Digital content creation – developing, creating and implementing online learning modules to facilitate exploration, expression and celebration of the embodied values, qualities, and practices key to transpersonal education. These qualities and values include appreciation of differences, appreciation of others and of the Universe at large, attention, authenticity, compassion, creativity, deeper levels of meaning, discernment, empathy, expansiveness, gratitude, insight, inspiration, intention, interconnectedness, intuition, mindfulness, self-observation, spirituality, spontaneity, and wisdom.

Literacies –  knowledge of current terminology, principles and practice relevant to sourcing, using, evaluating, creating and sharing of information in an academic and digital environment; nimble, flexible, and efficient selection and use of appropriate technologies to read, search, evaluate, organise, create, connect and communicate to develop transpersonal and knowledge practices from diverse wisdom approaches, to inspire direct knowing and insight specific to learners’ education and lives.
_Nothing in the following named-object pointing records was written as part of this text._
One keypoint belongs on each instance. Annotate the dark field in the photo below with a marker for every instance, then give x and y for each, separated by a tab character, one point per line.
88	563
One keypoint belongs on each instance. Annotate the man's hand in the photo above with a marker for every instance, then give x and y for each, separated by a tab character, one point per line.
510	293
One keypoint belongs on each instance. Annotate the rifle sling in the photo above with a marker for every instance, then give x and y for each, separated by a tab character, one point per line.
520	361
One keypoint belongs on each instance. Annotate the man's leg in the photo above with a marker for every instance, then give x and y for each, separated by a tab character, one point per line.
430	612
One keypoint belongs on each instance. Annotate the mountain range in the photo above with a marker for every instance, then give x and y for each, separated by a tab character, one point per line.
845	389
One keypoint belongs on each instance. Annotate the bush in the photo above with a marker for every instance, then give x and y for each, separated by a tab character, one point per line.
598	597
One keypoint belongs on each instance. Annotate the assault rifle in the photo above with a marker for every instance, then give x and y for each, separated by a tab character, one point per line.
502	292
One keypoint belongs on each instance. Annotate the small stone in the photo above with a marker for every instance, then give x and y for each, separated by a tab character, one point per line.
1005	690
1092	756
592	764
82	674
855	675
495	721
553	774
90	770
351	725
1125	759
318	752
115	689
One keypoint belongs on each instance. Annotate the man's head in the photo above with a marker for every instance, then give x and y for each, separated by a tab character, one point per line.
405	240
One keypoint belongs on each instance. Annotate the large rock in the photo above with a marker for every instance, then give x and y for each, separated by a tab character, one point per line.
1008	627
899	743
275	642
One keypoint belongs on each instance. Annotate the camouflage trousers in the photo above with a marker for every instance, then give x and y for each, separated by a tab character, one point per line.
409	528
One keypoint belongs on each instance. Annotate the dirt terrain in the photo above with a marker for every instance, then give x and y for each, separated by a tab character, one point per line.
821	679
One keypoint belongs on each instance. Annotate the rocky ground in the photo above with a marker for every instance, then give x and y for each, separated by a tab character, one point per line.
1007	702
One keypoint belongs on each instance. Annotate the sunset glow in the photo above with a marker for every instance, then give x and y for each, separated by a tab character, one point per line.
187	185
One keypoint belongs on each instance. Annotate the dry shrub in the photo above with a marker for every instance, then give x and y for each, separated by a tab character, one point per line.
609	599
Ethical use of information – awareness of copyright law, contract obligations and plagiarism in the learning and teaching context to facilitate awareness of self in relationship to a larger whole and often awaken learners to a sense of wonder and awe and connection to the cosmos.

How I came to be interested in the idea of a transpersonal librarianship

Sources of this ‘found poem’

Leong, J., & Woods, S. (2017). CAVAL Competencies for Academic and Research Librarians.

Rowe, N., & Braud, W. (2013). Transpersonal education. In H. L. Friedman & G. Hartelius (Eds.), The Wiley Blackwell handbook of transpersonal psychology (pp. 666-686). Chichester, United Kingdom: John Wiley & Sons.

gratitude #9/10

for synchronicity… seemingly random events that collide in a way that allow us to make something great of them…

A few weeks ago three things happened within three days of each other.

  • Many students in my area of the university received their first marks and thus become aware of the value of academic honesty and referencing. Some of these students were not feeling too positive about study, or their abilities. I decided to provide an online referencing class though I was worried that I didn’t know how to do this effectively
  • I attended a seminar on reflective practices in nursing (1) with a library friend. The seminar drew on a nursing-specific tradition of transpersonal human care and suggested that it was possible to create a rich online learning environment that could provide opportunities for students to learn and the experience of being cared for.
  • In a meeting I heard of an academic who was successfully using a digital conferencing program to have students work in groups during her online classes. I contacted her, and she kindly explained how to do this.

The class was of course a beautiful failure. It was a failure in that I made a mistake in the discussion guide and we totally underestimated that time the groups would take to get working (due to familiarising themselves with the novel online environment). It was beautiful in that all the students happily stayed online for the full 90 minutes (yes, it’s true). They said that they enjoyed interacting with other students in a similar situation and felt more confident with referencing and using the resources. We have also received positive feedback from academic staff.

But, the great thing that was created was not really the class, it is the inspiration to offer a program of classes throughout Semester that uses the same principles to connect with our students online in a meaningful way. And to share this with other librarians at a conference next year. Need for contribution – met 🙂

The seminar

Horton-Deutsch, Sara. (14 September, 2017).  Reflective practice in an academic setting. Seminar presented at USQ Ipswich Campus.